Kahlon Seeks to Expand Home Hospitilizations

YERUSHALAYIM
Ashkelon Barzilai Hospital. (Flash90)

Finance Minister Moshe Kahlon is proposing a plan that will increase the use of home hospitalization in Israel. At an event in Kiryat Ono, Kahlon said that “anyone who does not have to be in the hospital should be able to recuperate at home, and thus reduce the pressure on emergency rooms. We will make adoption of this plan a condition of entering the next government.”

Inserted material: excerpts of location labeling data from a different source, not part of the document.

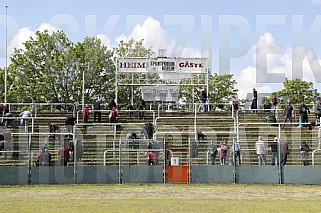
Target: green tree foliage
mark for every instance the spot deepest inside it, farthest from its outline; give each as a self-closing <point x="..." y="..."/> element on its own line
<point x="50" y="69"/>
<point x="297" y="91"/>
<point x="221" y="88"/>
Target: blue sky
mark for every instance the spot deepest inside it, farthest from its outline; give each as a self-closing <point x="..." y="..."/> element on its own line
<point x="230" y="33"/>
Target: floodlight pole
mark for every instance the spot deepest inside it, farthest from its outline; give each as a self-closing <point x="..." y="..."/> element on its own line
<point x="6" y="68"/>
<point x="87" y="64"/>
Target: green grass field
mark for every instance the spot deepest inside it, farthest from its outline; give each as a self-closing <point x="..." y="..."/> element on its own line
<point x="161" y="198"/>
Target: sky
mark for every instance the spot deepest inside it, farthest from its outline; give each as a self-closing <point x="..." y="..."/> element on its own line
<point x="260" y="42"/>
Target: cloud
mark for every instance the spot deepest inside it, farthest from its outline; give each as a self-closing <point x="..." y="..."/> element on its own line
<point x="24" y="34"/>
<point x="18" y="40"/>
<point x="316" y="1"/>
<point x="281" y="62"/>
<point x="156" y="37"/>
<point x="105" y="40"/>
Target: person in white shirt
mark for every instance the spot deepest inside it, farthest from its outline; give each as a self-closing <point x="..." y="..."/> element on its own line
<point x="24" y="118"/>
<point x="261" y="151"/>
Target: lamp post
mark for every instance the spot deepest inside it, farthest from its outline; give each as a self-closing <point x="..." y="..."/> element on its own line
<point x="87" y="64"/>
<point x="6" y="68"/>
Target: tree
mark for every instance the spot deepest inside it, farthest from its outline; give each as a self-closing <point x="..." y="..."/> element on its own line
<point x="297" y="91"/>
<point x="50" y="69"/>
<point x="221" y="89"/>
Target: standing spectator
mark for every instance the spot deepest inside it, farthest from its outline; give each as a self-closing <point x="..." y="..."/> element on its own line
<point x="97" y="112"/>
<point x="54" y="131"/>
<point x="254" y="100"/>
<point x="304" y="149"/>
<point x="318" y="111"/>
<point x="113" y="115"/>
<point x="288" y="113"/>
<point x="70" y="123"/>
<point x="203" y="99"/>
<point x="284" y="150"/>
<point x="85" y="114"/>
<point x="151" y="158"/>
<point x="304" y="111"/>
<point x="25" y="115"/>
<point x="63" y="156"/>
<point x="223" y="151"/>
<point x="112" y="104"/>
<point x="236" y="153"/>
<point x="275" y="105"/>
<point x="274" y="150"/>
<point x="261" y="151"/>
<point x="130" y="109"/>
<point x="46" y="158"/>
<point x="141" y="105"/>
<point x="212" y="152"/>
<point x="9" y="117"/>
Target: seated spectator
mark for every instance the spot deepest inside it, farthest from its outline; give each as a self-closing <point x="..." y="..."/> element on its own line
<point x="148" y="131"/>
<point x="130" y="108"/>
<point x="54" y="131"/>
<point x="132" y="140"/>
<point x="70" y="123"/>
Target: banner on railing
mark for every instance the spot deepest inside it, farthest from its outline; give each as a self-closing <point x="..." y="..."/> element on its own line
<point x="167" y="65"/>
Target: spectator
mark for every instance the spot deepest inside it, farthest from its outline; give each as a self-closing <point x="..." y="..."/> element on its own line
<point x="236" y="153"/>
<point x="274" y="101"/>
<point x="113" y="115"/>
<point x="46" y="158"/>
<point x="141" y="107"/>
<point x="25" y="115"/>
<point x="261" y="151"/>
<point x="288" y="113"/>
<point x="112" y="104"/>
<point x="254" y="100"/>
<point x="318" y="111"/>
<point x="45" y="145"/>
<point x="70" y="123"/>
<point x="54" y="131"/>
<point x="148" y="131"/>
<point x="132" y="140"/>
<point x="235" y="106"/>
<point x="304" y="111"/>
<point x="97" y="112"/>
<point x="151" y="158"/>
<point x="223" y="151"/>
<point x="212" y="152"/>
<point x="203" y="99"/>
<point x="284" y="150"/>
<point x="274" y="150"/>
<point x="9" y="117"/>
<point x="85" y="114"/>
<point x="304" y="149"/>
<point x="63" y="156"/>
<point x="130" y="109"/>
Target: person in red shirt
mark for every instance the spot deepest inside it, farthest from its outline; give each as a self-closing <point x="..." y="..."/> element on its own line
<point x="151" y="158"/>
<point x="63" y="156"/>
<point x="223" y="151"/>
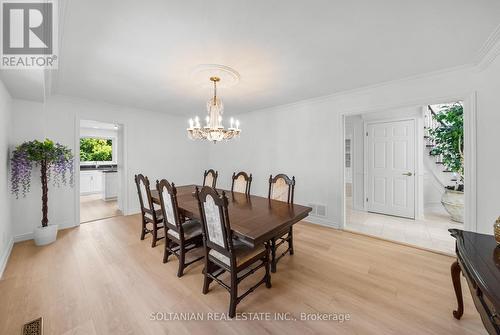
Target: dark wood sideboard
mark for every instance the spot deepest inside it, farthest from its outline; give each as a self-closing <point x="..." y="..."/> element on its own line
<point x="478" y="258"/>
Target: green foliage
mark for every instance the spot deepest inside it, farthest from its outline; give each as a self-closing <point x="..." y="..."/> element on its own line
<point x="448" y="137"/>
<point x="46" y="151"/>
<point x="95" y="149"/>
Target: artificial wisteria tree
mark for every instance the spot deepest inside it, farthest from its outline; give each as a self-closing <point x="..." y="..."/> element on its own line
<point x="56" y="164"/>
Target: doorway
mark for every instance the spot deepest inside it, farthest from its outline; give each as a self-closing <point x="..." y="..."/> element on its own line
<point x="100" y="170"/>
<point x="390" y="165"/>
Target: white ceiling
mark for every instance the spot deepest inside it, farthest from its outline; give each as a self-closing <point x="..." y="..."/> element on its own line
<point x="91" y="124"/>
<point x="141" y="53"/>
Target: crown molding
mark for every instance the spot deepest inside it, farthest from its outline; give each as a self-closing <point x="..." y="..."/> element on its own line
<point x="362" y="89"/>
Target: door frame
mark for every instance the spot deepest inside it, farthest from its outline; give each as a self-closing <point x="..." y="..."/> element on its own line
<point x="470" y="132"/>
<point x="416" y="171"/>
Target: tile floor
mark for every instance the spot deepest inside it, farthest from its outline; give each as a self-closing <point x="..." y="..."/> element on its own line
<point x="92" y="208"/>
<point x="429" y="233"/>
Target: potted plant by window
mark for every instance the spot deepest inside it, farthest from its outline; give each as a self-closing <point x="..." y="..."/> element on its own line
<point x="448" y="139"/>
<point x="55" y="162"/>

Home hospitalization has become more popular worldwide in recent years, as the cost of treatment rises. Patients who are recovering from an operation or a procedure generally spend much of their time recuperating in bed, and are checked on a regular schedule by doctors and nurses equipped with digital devices that take readings of their conditions. Most of these devices have the capabilities of communicating that data remotely. Patients who are recovering at home are equipped with the devices the utilize sensors that alert care staff if there is a problem, at which point a team can be dispatched to the patient’s home for treatment. Thus the patient gets full care, while recuperating in familiar and comfortable surroundings.

There are other benefits to home hospitalization, Kahlon said. “Home hospitalization reduces the possibility of sepsis, and returns the patient to their home surroundings and reduces pressure on hospitals. Today, 200 people are participating in home hospitalization programs, and we want to increase that number to 2000.” The cost for a day of treatment in the hospital for patients who do not require intensive or active care is NIS 2,600, while home hospitalization costs are less than half of that per day.

Dr. Ze’ev Feldman, chairman of the National Medical Association, said that “home hospitalization as a program is still in its infancy. We approve of the efforts to move in that direction, but it will take many years for the process to mature. For now, we must find a solution to the long lines, the jammed wards, the sepsis and other sanitary issues, the lack of doctors and nurses, and the crowding in doctors’ offices and emergency rooms. We cannot allow home hospitalization that will take place in the future to be a fig leaf for failing to deal with the problems of the health system,” he said.